La raison est simple: autour de cette statue devenue un symbole de courage et de résistance, une superstition a pris de l’ampleur. Des supporters de passage ont déjà pris l’habitude de l’habiller aux couleurs de leur équipe. Sauf que, derrière le geste amusant, les défaites qui ont suivi ont nourri l’idée d’une “malédiction Rocky”.
L’histoire a encore fait parler pendant cette Coupe du monde. Des fans équatoriens avaient récemment recouvert la statue avec les couleurs de leur pays. Peu après, l’Équateur s’est incliné 1-0 contre la Côte d’Ivoire. Il n’en fallait pas plus pour que les groupes de supporters brésiliens appellent à la prudence avant le rendez-vous face à Haïti.

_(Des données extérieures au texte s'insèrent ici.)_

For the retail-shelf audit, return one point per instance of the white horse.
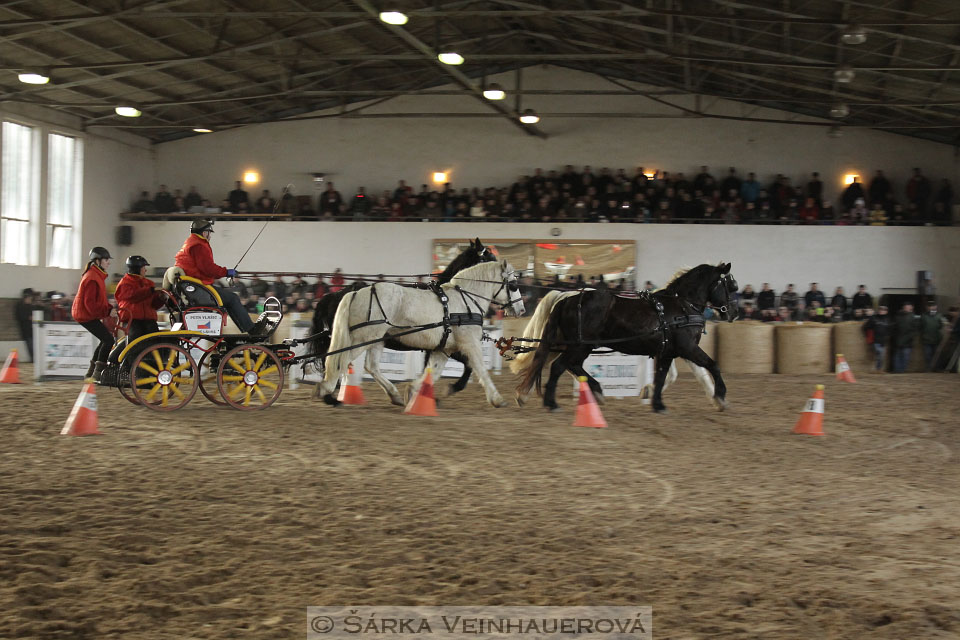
(534, 329)
(387, 309)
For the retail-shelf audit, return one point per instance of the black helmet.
(135, 263)
(200, 225)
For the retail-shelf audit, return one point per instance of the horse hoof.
(331, 400)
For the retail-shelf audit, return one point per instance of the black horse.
(666, 324)
(327, 309)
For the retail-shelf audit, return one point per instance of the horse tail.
(340, 335)
(535, 327)
(534, 370)
(319, 342)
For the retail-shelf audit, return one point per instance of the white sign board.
(620, 376)
(61, 350)
(206, 322)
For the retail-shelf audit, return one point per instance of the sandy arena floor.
(213, 523)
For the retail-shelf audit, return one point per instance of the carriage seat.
(190, 292)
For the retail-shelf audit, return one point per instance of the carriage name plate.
(634, 623)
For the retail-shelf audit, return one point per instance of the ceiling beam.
(458, 76)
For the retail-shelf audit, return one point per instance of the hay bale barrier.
(804, 347)
(745, 347)
(849, 340)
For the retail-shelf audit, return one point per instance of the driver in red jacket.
(138, 299)
(196, 259)
(91, 308)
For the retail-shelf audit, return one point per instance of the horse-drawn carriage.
(164, 370)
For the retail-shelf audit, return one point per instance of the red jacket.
(91, 301)
(137, 298)
(196, 259)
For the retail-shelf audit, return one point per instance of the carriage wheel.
(164, 377)
(123, 384)
(250, 377)
(127, 393)
(208, 381)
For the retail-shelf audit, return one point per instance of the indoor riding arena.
(700, 258)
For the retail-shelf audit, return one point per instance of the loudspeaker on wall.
(125, 235)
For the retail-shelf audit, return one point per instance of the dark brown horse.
(666, 324)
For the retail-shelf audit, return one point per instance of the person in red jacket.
(90, 307)
(138, 299)
(196, 259)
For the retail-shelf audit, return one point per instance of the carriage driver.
(196, 259)
(138, 299)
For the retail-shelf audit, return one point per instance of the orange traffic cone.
(350, 392)
(11, 372)
(843, 369)
(83, 418)
(811, 420)
(588, 411)
(424, 403)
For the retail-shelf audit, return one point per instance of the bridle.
(729, 285)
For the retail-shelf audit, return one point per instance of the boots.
(97, 370)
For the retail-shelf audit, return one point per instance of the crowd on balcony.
(603, 196)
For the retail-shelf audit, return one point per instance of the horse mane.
(470, 256)
(676, 276)
(688, 282)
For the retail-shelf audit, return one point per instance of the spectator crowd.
(603, 196)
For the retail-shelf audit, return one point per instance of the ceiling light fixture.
(393, 17)
(33, 77)
(450, 57)
(494, 92)
(529, 116)
(853, 34)
(128, 112)
(839, 111)
(844, 74)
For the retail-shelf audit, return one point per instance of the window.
(64, 195)
(18, 195)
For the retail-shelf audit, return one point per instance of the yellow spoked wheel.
(250, 377)
(164, 377)
(208, 380)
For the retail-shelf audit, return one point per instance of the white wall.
(879, 257)
(487, 151)
(116, 167)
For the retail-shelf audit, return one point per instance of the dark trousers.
(235, 308)
(97, 328)
(140, 328)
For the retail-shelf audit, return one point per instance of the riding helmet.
(135, 263)
(99, 253)
(199, 226)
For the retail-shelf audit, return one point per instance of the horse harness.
(449, 319)
(665, 326)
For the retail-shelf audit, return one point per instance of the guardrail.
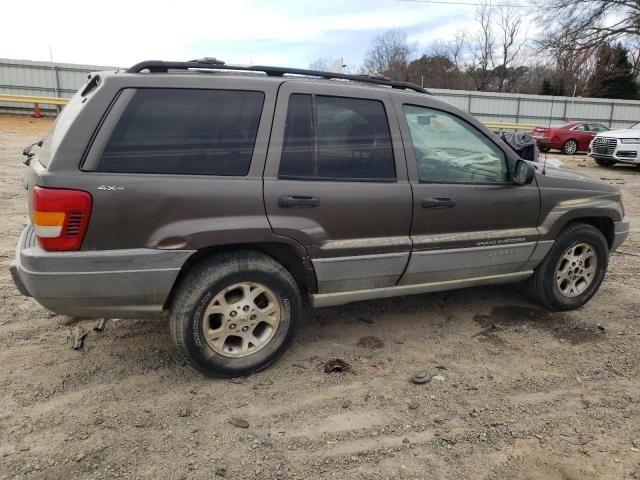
(35, 100)
(499, 126)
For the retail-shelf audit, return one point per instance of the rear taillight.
(60, 217)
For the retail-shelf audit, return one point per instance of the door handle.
(298, 201)
(438, 202)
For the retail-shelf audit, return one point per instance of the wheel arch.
(604, 224)
(292, 257)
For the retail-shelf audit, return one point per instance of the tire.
(570, 147)
(604, 162)
(201, 299)
(543, 284)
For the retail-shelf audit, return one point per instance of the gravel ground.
(516, 393)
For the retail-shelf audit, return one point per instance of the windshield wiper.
(28, 153)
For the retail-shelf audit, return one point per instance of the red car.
(568, 138)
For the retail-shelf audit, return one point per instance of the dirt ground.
(518, 393)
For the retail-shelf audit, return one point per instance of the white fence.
(542, 109)
(24, 77)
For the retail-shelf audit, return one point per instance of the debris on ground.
(239, 422)
(420, 378)
(370, 342)
(337, 365)
(101, 325)
(576, 439)
(79, 335)
(184, 412)
(366, 320)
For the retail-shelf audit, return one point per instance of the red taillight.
(60, 217)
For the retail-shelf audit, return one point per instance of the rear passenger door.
(336, 182)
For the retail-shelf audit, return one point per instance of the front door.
(336, 182)
(469, 220)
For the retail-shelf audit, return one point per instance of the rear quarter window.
(185, 131)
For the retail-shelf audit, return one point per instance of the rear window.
(184, 131)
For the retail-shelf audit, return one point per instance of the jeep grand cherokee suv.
(232, 196)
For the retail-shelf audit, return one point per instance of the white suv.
(614, 146)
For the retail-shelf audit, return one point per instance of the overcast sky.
(292, 33)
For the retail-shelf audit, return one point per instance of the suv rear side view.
(234, 196)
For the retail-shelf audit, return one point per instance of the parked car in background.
(569, 138)
(616, 146)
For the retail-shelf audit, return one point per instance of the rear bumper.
(130, 283)
(620, 233)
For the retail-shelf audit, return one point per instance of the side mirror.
(524, 173)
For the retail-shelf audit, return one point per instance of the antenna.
(544, 164)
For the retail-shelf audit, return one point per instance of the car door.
(336, 182)
(583, 135)
(469, 220)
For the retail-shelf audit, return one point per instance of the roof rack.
(208, 63)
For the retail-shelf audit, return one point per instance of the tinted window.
(336, 138)
(450, 150)
(180, 131)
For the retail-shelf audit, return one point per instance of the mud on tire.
(543, 287)
(227, 277)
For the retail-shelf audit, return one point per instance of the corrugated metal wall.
(24, 77)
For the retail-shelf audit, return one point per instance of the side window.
(336, 138)
(449, 150)
(185, 131)
(596, 127)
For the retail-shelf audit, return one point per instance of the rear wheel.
(570, 147)
(573, 270)
(235, 314)
(605, 163)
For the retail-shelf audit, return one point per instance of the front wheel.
(572, 271)
(235, 314)
(570, 147)
(604, 162)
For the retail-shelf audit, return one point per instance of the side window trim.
(103, 130)
(409, 147)
(316, 177)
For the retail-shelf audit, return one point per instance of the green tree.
(613, 75)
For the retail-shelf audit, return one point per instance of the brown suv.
(232, 196)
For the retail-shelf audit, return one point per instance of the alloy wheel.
(241, 319)
(576, 270)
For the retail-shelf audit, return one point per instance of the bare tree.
(584, 24)
(388, 54)
(512, 42)
(483, 45)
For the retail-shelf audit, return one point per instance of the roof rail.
(208, 63)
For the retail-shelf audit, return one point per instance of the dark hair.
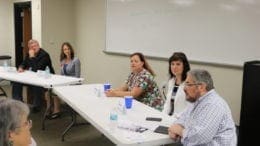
(11, 112)
(62, 55)
(179, 56)
(142, 58)
(202, 76)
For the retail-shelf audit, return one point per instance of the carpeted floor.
(84, 135)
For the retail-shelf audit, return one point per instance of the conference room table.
(90, 102)
(38, 79)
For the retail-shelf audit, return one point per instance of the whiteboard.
(211, 31)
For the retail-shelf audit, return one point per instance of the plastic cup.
(128, 102)
(107, 86)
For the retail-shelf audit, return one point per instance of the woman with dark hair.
(14, 124)
(140, 84)
(70, 66)
(175, 98)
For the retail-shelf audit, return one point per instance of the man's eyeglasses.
(28, 124)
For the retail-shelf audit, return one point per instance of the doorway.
(23, 30)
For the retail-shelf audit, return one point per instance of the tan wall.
(82, 22)
(99, 67)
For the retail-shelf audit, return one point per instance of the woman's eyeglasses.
(191, 84)
(27, 123)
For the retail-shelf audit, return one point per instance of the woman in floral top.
(140, 84)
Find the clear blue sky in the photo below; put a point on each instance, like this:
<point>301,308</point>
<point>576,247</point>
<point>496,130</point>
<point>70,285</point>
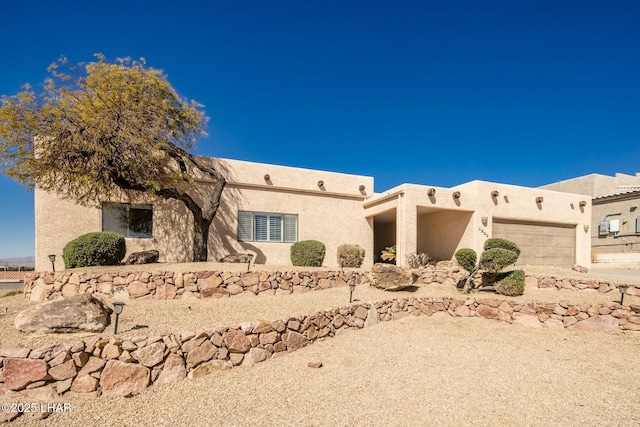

À la place, les fans ont choisi la solution la plus sage: photos, selfies, bras levés, chants et ambiance de fête, mais pas de maillot sur Rocky. La statue est restée dans sa tenue de bronze, entourée de visiteurs et protégée comme une star locale.
Le décor colle parfaitement au moment. Le Brésil, quintuple champion du monde, avance dans le tournoi avec une pression énorme. Après un nul contre le Maroc, la Seleção doit éviter toute mauvaise surprise face à Haïti, une équipe présentée comme outsider mais portée par l’enthousiasme d’un retour historique sur la scène mondiale.
À Philadelphie, la scène a donc pris une dimension presque théâtrale. D’un côté, une équipe brésilienne attendue au tournant. De l’autre, une statue de cinéma que les fans préfèrent respecter. Et au milieu, cette idée très Coupe du monde: quand le football mélange passion, superstition et culture populaire, même Rocky devient un sujet de vestiaire.